E o faz mediante construção estética na qual a narrativa apresenta alto grau de sutileza, refratária à apelação usual no tratamento dessa temática.

Se os protagonistas das histórias que cria perdem-se em atos violentos contra seus entes próximos ou contra si próprios, a motivação que os leva a essas atitudes drásticas - inimagináveis num contexto familiar - e a criação cinemática dos fatos não descambam para descontrole emocional patológico, mantendo domínio de seus elementos deflagradores tanto quanto das circunstâncias em que se desenrolam e das modalidades que assumem.

Há um fio condutor comum a todas essas ocorrências, seja a insatisfação sexual e convivencial da personagem casada que se isola com a amiga em sua propriedade de recreio e lazer; seja a procura de satisfazimento sexual emocional da jovem com sua amiga; ou, ainda, o ambiente sufocante do lar do assassino dos pais e a constante irritabilidade de seu pai; ou, finalmente, o paroxismo revoltoso do marido relapso face às invectivas agressivas da esposa.

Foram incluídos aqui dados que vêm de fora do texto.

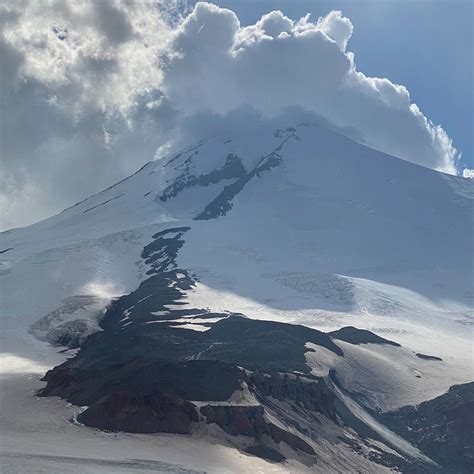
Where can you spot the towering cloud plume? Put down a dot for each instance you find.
(90, 90)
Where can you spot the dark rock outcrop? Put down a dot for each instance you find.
(137, 413)
(360, 336)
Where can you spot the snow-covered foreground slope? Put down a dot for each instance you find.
(299, 226)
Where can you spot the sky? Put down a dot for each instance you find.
(92, 90)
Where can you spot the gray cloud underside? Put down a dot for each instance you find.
(91, 90)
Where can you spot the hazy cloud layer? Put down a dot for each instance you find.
(90, 90)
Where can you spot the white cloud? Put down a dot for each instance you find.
(468, 173)
(91, 89)
(278, 63)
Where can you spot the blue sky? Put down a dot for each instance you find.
(426, 45)
(87, 97)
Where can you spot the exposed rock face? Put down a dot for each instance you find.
(443, 428)
(250, 421)
(147, 371)
(360, 336)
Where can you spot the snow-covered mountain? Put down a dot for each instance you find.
(207, 293)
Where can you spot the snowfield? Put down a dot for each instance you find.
(310, 228)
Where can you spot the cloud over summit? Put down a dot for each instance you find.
(91, 89)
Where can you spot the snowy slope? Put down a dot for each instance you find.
(300, 226)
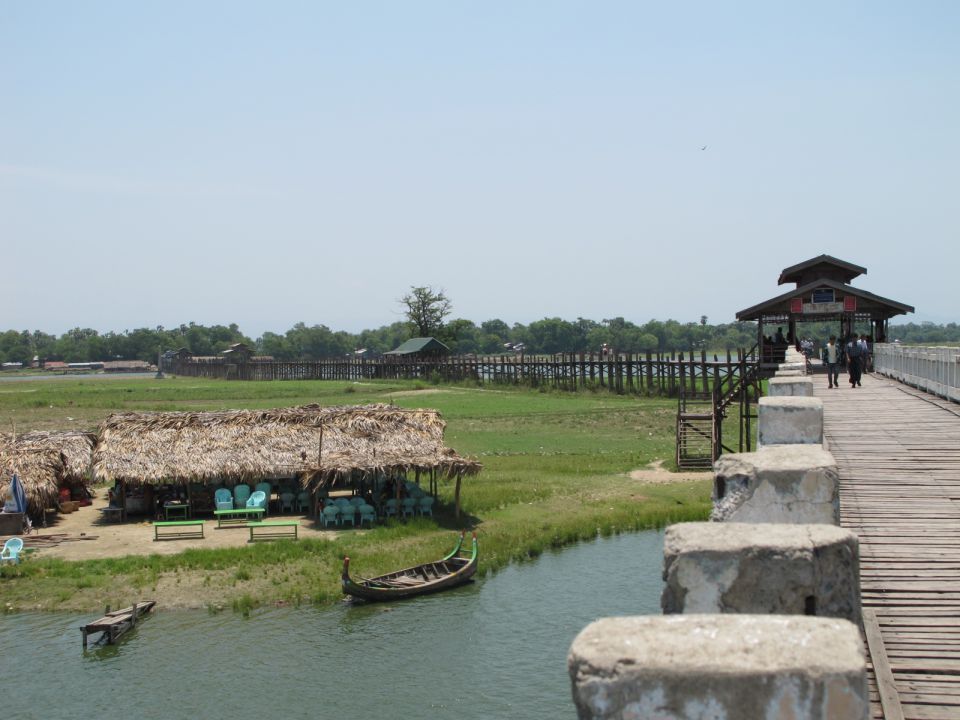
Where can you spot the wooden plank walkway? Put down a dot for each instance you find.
(898, 452)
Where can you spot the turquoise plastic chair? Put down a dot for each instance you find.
(257, 500)
(11, 550)
(303, 501)
(348, 514)
(330, 515)
(267, 489)
(241, 493)
(223, 499)
(367, 514)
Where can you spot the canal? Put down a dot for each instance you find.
(493, 649)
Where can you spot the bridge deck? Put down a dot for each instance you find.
(898, 452)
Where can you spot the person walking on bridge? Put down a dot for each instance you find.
(854, 352)
(832, 356)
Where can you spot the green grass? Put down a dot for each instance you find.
(555, 471)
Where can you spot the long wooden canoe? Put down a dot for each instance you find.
(454, 569)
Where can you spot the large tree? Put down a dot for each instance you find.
(425, 309)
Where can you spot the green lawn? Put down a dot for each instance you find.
(555, 470)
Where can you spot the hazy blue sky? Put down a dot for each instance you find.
(274, 162)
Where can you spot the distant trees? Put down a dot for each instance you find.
(303, 342)
(426, 309)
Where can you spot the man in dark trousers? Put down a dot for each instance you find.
(854, 352)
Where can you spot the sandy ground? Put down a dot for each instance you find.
(656, 475)
(88, 537)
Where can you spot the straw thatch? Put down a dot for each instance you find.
(322, 444)
(76, 446)
(44, 461)
(40, 470)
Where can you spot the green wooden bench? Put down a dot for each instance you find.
(273, 530)
(238, 517)
(174, 529)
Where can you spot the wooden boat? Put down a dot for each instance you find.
(115, 624)
(454, 569)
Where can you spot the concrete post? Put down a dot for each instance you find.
(777, 484)
(791, 421)
(790, 385)
(761, 568)
(734, 667)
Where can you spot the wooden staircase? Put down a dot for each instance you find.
(700, 415)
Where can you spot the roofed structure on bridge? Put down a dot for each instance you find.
(420, 347)
(823, 293)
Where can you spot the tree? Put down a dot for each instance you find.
(426, 309)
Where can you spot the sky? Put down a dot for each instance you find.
(268, 163)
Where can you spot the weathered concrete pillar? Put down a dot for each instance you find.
(777, 484)
(730, 667)
(761, 568)
(800, 367)
(790, 385)
(791, 421)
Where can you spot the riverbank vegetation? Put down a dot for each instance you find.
(556, 470)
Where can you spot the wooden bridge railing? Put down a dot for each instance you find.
(650, 373)
(934, 369)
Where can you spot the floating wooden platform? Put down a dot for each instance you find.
(113, 625)
(898, 452)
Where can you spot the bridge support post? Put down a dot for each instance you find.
(696, 666)
(761, 568)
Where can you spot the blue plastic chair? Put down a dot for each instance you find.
(241, 493)
(257, 500)
(330, 515)
(11, 550)
(367, 514)
(223, 499)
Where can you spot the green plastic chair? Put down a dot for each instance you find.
(223, 499)
(367, 514)
(241, 493)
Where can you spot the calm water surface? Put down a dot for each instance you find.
(494, 649)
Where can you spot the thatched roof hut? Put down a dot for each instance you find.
(322, 444)
(44, 461)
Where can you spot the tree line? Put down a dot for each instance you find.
(314, 342)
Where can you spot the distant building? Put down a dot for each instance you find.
(420, 348)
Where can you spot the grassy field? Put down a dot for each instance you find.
(556, 470)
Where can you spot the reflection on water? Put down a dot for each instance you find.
(492, 649)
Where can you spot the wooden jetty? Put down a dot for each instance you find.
(114, 624)
(898, 452)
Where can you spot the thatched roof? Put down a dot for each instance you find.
(321, 443)
(43, 461)
(76, 446)
(39, 469)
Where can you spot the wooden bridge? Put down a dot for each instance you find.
(898, 452)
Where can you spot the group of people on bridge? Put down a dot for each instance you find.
(854, 353)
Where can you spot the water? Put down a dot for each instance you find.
(494, 649)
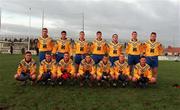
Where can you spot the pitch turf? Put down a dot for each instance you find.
(157, 97)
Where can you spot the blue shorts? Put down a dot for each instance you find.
(152, 61)
(42, 55)
(59, 56)
(113, 59)
(24, 76)
(133, 59)
(97, 58)
(78, 58)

Essa constante detectada em todos os episódios apresenta, no entanto, características próprias em cada caso, não obstante seu extravamento paroxístico e violento, condição ou peculiaridade da espécie humana quando submetida a graus diversos de pressão e contrariedades viscerais, nos limites e circunstâncias da formação e estrutura pessoal das personagens, como, aliás, nem poderia deixar de ser, já que todo ser humano constitui pequeno mundo que se articula, nos relacionamentos e convivências, com outros micro mundos semelhantes.

Ressalta-se no filme, além disso, a economia da construção ficcional, sintetizando em poucas cenas a ambiência comportamental, convivencial e conflitiva das personagens, perfeitamente contextualizada.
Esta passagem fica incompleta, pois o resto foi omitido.